Although this doesn’t relate directly to the work of Barbara Visser, the anecdote serves to illustrate one of the processes behind the myth-making that Visser is concerned with. It also borrows from a convention used in the book (not catalogue) published on the occasion of her first retrospective exhibition (which is not really a retrospective). Like many time-honoured artistic conventions, the retrospective exhibition has accrued its own hoary institutional clichés: the perfunctory publication and invitation, and the inevitable series of lectures and events. ‘Translated Works 1990 – 2006’ goes out of its way to reject the portentous historicization that such retrospectives imply, a gesture in keeping with Visser’s long-running interest in how inured we’ve become to believing what we see and hear. The exhibition does have the introductory text, the book, the invitations and the events, but each component has been designed with an eye towards reinventing the form, suggesting that the ‘retrospective’ itself has become an artistic medium.

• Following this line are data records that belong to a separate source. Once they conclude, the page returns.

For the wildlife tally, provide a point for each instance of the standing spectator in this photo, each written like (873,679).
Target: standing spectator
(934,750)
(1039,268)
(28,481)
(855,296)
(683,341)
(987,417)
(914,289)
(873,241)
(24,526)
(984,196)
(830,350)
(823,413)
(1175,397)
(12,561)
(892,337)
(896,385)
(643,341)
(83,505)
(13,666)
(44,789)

But this is an exhibition after all, and dozens of Visser’s past works have been reinstalled. Yet they’ve all been somehow modified – translated, as the artist would have it – to illustrate how any site-specific work loses part of itself when re-exhibited in a new time and place. The introductory text has been sent through an Internet translation engine to highlight some of these deformations, and even the title of the book, ‘Barbara Visser is er niet’ (roughly, ‘Barbara Visser isn’t here’) makes use of a nearly non-translatable Dutch grammatical novelty. The book’s contributors were asked to refer as obliquely as possible to specific works, and to avoid citing Visser’s name altogether, and none of the pictures depict the works in their original settings, but rather as free-floating pieces that escape the reflexive legitimization of a stately artspace backdrop.

Many of these pieces precognitively augur recent cultural trends like reality TV (Visser playing herself in the hit Lithuanian soap opera Gimines, 1995), institutional critique (Visser putting her gallerists on a stage as they do their daily art-related work in Podium, 1993), re-photography (reproducing older works here as wallpaper), fake documentary (Interview met Duiker, 1994) or re-performance. Lecture on Lecture with Actress (2004), for example, is an ongoing series that keeps adding new layers to an original film of a lecture being given by an actress playing Visser: the scene has been re-filmed several times, with a new actress playing Visser each time and responding to the video of the previous performance. The circle will be complete when Visser plays herself during a final lecture at the close of this exhibition in April.

Visser is not immune to the myth-making machinations she exposes: several works here address the legacy of the Dutch designer and architect Gerrit Rietveld, a focus that unintentionally betrays her own cultural subjectivity. In Transformation House (2006), for example, she writes a letter to Rietveld wondering why his modular Schröder House from 1924 has since failed to find much resonance with later generations, and has instead become a sterile relic. Though Rietveld may loom large in Holland, he remains a minor player just about everywhere else, largely propelled into the design pantheon by the Netherlands’ boosterish culture industry. Many of Visser’s works call into question not only the roots of this kind of authority and authenticity, but also the willingness of an audience to believe what it’s seeing. The artist has elsewhere lamented how slow audiences were to cotton on to the fact she was being played by an actress in Lecture on Lecture with Actress, even though a video of the real Barbara Visser was being shown at the same time. Fortunately, ‘Translated Works 1990 – 2006’ doesn’t aim to expose gullibility, but rather to show how many gradients there actually are between real and fake, between original and copy; relativizing instead of dismissing out-of-hand what people believe to be true.